Secara tahunan, inflasi di Sumatera Selatan tercatat sebesar 0,49% (yoy), yang lebih tinggi dibandingkan dengan inflasi nasional yang tercatat deflasi sebesar 0,09% (yoy).

Deflasi yang terjadi di Sumatera Selatan terutama disumbang oleh penurunan harga beberapa komoditas. Beberapa komoditas yang memberikan andil terhadap deflasi antara lain tarif listrik, cabai merah, daging ayam ras, tomat, dan bawang merah. Secara rinci, andil deflasi pada masing-masing komoditas tersebut adalah 0,53% (mtm) untuk tarif listrik, 0,10% (mtm) untuk cabai merah, 0,10% (mtm) untuk daging ayam ras, 0,07% (mtm) untuk tomat, dan 0,04% (mtm) untuk bawang merah, berdasarkan data Badan Pusat Statistik (BPS) 2025.

Kepala Kantor Perwakilan Bank Indonesia (KPw BI) Provinsi Sumatera Selatan, Ricky P. Gozali, menjelaskan bahwa penurunan tarif listrik turut berkontribusi terhadap deflasi.

“Penurunan tarif listrik selaras dengan kebijakan diskon 50% bagi pelanggan rumah tangga dengan daya kurang dari 2.200 VA yang berlaku hingga Februari 2025, ikut menyumbang deflasi di Sumsel pada bulan Februari,” ujarnya.

Sementara itu, deflasi pada komoditas cabai merah, tomat, dan bawang merah dipicu oleh peningkatan pasokan yang tersedia di pasar. Adapun penurunan harga daging ayam ras dipengaruhi oleh normalisasi permintaan setelah perayaan Imlek.
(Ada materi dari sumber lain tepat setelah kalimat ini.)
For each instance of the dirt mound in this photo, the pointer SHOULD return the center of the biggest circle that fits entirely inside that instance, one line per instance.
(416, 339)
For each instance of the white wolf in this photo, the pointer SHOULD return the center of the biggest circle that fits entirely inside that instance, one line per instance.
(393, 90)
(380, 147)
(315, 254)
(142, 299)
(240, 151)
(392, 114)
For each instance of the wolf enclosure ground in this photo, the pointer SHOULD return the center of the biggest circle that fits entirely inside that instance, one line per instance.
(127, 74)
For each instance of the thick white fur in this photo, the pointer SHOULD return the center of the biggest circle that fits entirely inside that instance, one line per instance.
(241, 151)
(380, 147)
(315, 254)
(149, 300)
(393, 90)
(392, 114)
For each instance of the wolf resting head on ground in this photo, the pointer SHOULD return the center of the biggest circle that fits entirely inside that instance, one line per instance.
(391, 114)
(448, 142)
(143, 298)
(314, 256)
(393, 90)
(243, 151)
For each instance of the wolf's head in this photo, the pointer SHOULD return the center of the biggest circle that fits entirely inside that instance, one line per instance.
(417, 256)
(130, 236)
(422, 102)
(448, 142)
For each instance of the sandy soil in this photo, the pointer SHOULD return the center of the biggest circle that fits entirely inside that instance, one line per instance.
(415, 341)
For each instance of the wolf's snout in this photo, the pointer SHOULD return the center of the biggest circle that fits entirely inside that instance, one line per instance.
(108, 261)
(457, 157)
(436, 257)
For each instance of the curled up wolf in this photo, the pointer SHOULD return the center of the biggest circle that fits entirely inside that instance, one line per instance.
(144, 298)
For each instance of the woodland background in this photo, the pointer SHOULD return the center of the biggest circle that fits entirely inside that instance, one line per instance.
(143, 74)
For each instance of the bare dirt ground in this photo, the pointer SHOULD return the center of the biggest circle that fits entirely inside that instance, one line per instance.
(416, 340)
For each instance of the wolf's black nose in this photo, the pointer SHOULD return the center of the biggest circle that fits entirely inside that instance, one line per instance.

Inflasi yang terkendali di Provinsi Sumatera Selatan tidak lepas dari peran aktif Tim Pengendalian Inflasi Daerah (TPID) Provinsi Sumsel dalam menerapkan strategi 4K, yaitu Ketersediaan Pasokan, Keterjangkauan Harga, Kelancaran Distribusi, dan Komunikasi yang Efektif.

Sebagai bagian dari strategi ini, TPID di tingkat provinsi maupun kabupaten/kota secara rutin melaksanakan operasi pasar murah untuk menstabilkan harga dan menjaga daya beli masyarakat.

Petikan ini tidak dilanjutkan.